I sold all I had; my car and the two plots of land, down to everything in my possession except for the bed and mattress. After selling them off, the owner of the project fell ill and went back to Italy for treatment.
I became so broke to the point of house eviction. At the end of the day, when he got back, I handled the project and even got a bigger job of about Shs 4 billion. There are so many other risks I’ve taken but can’t disclose them because clients won’t trust me.
Will you be able to deliver all that the people ask for?
I’ll give you an example; since after nomination I cannot do anything for the people because that would amount to bribery, that’s why I’m working fast now. But imagine I’m doing these projects with my own money right now, don’t you think I’ll do much more with state resources?
You don’t need to be rich to give back; you just need a good heart. Plus, I have supportive friends who chip in with donations. Like the Malawi and Zambia presidents are my friends. I have some MP friends in Kenya, Malawi and Uganda; like Hon Winnie Kiiza and Muhammad Nsereko, among others.

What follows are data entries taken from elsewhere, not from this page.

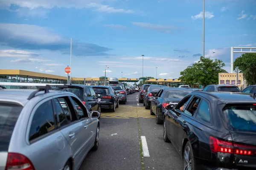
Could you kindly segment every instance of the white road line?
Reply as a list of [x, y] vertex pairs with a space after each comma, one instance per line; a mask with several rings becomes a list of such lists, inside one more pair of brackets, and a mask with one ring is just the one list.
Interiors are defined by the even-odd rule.
[[142, 144], [142, 151], [143, 152], [143, 156], [144, 157], [150, 157], [149, 151], [148, 148], [148, 144], [147, 144], [147, 140], [146, 140], [146, 136], [142, 136], [141, 143]]

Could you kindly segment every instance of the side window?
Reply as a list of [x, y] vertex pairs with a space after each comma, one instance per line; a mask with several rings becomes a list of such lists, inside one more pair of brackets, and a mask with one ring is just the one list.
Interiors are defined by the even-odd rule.
[[90, 92], [89, 90], [89, 88], [85, 88], [85, 93], [86, 93], [86, 96], [87, 97], [91, 97]]
[[245, 93], [250, 93], [251, 90], [253, 89], [253, 86], [251, 86], [251, 87], [249, 87], [247, 88], [245, 88], [244, 89], [244, 90], [242, 92]]
[[71, 102], [73, 103], [76, 114], [78, 120], [89, 117], [84, 105], [79, 100], [74, 97], [71, 97]]
[[189, 105], [186, 107], [184, 113], [188, 114], [189, 115], [193, 116], [194, 113], [195, 113], [196, 111], [198, 110], [198, 104], [201, 99], [197, 97], [194, 97], [191, 102], [189, 102]]
[[[56, 113], [55, 122], [57, 122], [58, 126], [62, 127], [69, 124], [71, 122], [70, 116], [69, 119], [68, 119], [66, 114], [69, 113], [69, 112], [64, 111], [62, 107], [65, 105], [65, 108], [67, 108], [68, 106], [65, 102], [65, 100], [63, 98], [59, 98], [59, 100], [57, 99], [53, 99], [53, 103], [54, 108]], [[62, 104], [61, 105], [60, 100]], [[63, 106], [62, 107], [62, 106]]]
[[35, 112], [29, 130], [29, 141], [53, 130], [55, 125], [52, 101], [48, 100], [41, 105]]
[[211, 119], [210, 107], [208, 102], [204, 99], [202, 100], [196, 113], [196, 117], [209, 123]]
[[182, 99], [178, 104], [176, 106], [175, 109], [179, 110], [181, 111], [184, 111], [184, 108], [187, 104], [188, 101], [192, 97], [192, 96], [189, 96], [186, 97]]
[[91, 93], [91, 94], [92, 95], [92, 96], [93, 97], [95, 97], [95, 96], [96, 95], [96, 94], [95, 94], [95, 92], [94, 92], [94, 91], [93, 90], [93, 88], [89, 88], [89, 89], [90, 89], [90, 93]]

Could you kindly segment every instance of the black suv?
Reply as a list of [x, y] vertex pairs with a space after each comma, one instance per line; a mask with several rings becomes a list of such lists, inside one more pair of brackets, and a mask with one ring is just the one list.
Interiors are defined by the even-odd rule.
[[166, 108], [163, 140], [184, 169], [255, 169], [255, 94], [195, 91]]
[[241, 92], [239, 88], [233, 85], [210, 85], [206, 86], [204, 91], [215, 92], [228, 91], [230, 92]]
[[144, 100], [144, 96], [145, 93], [147, 93], [148, 88], [150, 86], [151, 84], [144, 84], [141, 88], [141, 90], [140, 91], [140, 96], [139, 97], [139, 102], [143, 103]]

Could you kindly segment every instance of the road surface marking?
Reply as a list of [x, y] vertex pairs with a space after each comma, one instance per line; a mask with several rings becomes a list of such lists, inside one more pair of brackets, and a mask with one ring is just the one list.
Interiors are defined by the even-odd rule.
[[146, 136], [142, 136], [141, 143], [142, 143], [142, 151], [143, 152], [143, 157], [150, 157], [149, 151], [148, 148], [148, 144], [147, 144], [147, 140], [146, 140]]

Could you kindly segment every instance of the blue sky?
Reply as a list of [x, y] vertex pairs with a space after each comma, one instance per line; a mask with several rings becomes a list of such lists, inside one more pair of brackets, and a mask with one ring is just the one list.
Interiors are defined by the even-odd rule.
[[[256, 46], [256, 1], [205, 0], [205, 57], [230, 72]], [[202, 54], [203, 0], [1, 0], [0, 68], [72, 76], [178, 78]], [[213, 52], [215, 52], [215, 53]], [[239, 54], [235, 54], [234, 58]]]

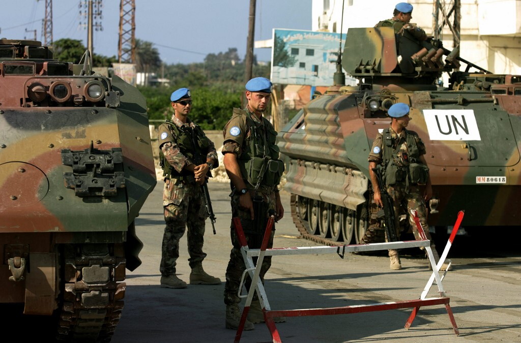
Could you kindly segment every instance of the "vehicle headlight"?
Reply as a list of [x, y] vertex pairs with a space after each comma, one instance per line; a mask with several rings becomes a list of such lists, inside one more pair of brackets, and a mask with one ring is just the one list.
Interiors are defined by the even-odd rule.
[[96, 80], [87, 82], [85, 90], [85, 98], [92, 103], [98, 101], [105, 97], [105, 86]]
[[29, 86], [27, 90], [27, 96], [35, 103], [40, 103], [47, 96], [45, 87], [40, 83], [34, 83]]
[[373, 99], [373, 100], [370, 100], [369, 101], [369, 103], [367, 104], [367, 106], [369, 107], [369, 109], [370, 109], [371, 112], [374, 112], [380, 108], [380, 101], [378, 100]]
[[49, 88], [51, 97], [57, 103], [65, 103], [72, 94], [70, 85], [64, 81], [53, 82]]
[[394, 102], [391, 99], [386, 99], [382, 101], [382, 107], [386, 111], [389, 110], [391, 106], [394, 104]]

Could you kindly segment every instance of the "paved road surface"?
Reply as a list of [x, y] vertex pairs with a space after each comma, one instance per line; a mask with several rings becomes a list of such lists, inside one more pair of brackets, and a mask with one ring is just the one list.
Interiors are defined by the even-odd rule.
[[[212, 234], [207, 223], [205, 251], [208, 257], [204, 266], [224, 281], [231, 246], [229, 187], [210, 183], [209, 188], [217, 217], [217, 234]], [[215, 286], [189, 285], [184, 289], [159, 287], [164, 227], [162, 189], [160, 182], [136, 221], [138, 235], [144, 244], [140, 255], [143, 264], [135, 272], [128, 272], [125, 308], [113, 341], [232, 341], [235, 332], [224, 325], [224, 282]], [[276, 246], [316, 245], [296, 237], [289, 213], [289, 195], [281, 194], [286, 214], [277, 226]], [[497, 236], [507, 237], [499, 233]], [[456, 237], [450, 255], [456, 268], [443, 284], [461, 332], [457, 338], [442, 306], [423, 308], [409, 331], [403, 328], [410, 311], [405, 309], [289, 318], [277, 325], [281, 337], [284, 342], [300, 342], [521, 341], [521, 250], [519, 240], [508, 238], [512, 242], [505, 247], [493, 240]], [[186, 246], [185, 235], [178, 273], [188, 282]], [[266, 290], [273, 309], [416, 299], [430, 275], [427, 261], [413, 253], [402, 259], [402, 264], [403, 270], [391, 271], [388, 258], [352, 254], [343, 259], [336, 255], [275, 257], [266, 277]], [[438, 295], [431, 291], [429, 295]], [[264, 324], [257, 324], [255, 330], [242, 336], [244, 342], [270, 341]]]

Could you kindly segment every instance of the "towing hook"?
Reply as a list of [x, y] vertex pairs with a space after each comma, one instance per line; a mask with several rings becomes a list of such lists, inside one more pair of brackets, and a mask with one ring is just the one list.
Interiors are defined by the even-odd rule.
[[9, 264], [9, 269], [13, 274], [9, 277], [11, 281], [21, 281], [25, 279], [23, 274], [26, 271], [26, 259], [24, 257], [16, 256], [12, 257], [7, 261]]

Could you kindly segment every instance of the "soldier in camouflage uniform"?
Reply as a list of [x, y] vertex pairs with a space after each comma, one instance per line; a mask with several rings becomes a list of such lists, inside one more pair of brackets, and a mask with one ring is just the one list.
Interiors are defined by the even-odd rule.
[[[214, 143], [188, 118], [192, 108], [190, 91], [181, 88], [170, 96], [174, 114], [158, 129], [161, 165], [165, 177], [163, 207], [165, 234], [162, 249], [161, 287], [185, 288], [187, 284], [176, 275], [179, 239], [188, 227], [188, 259], [191, 285], [217, 285], [220, 280], [203, 269], [206, 254], [203, 251], [207, 217], [201, 185], [209, 171], [218, 164]], [[187, 221], [187, 218], [190, 218]]]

Generally, how do you go about your life?
I have two homes, one in Bwebajja and another in Kiwatule. I have a record label and I am a musician myself. I brought back Allan Toniks, Platinum, Ceaserous, Sheila Skies and I also have a duet out, right now, called Executives. I sing mostly for fun. I don’t put a fence around myself and that makes it easy to approach me and this won’t change even in parliament.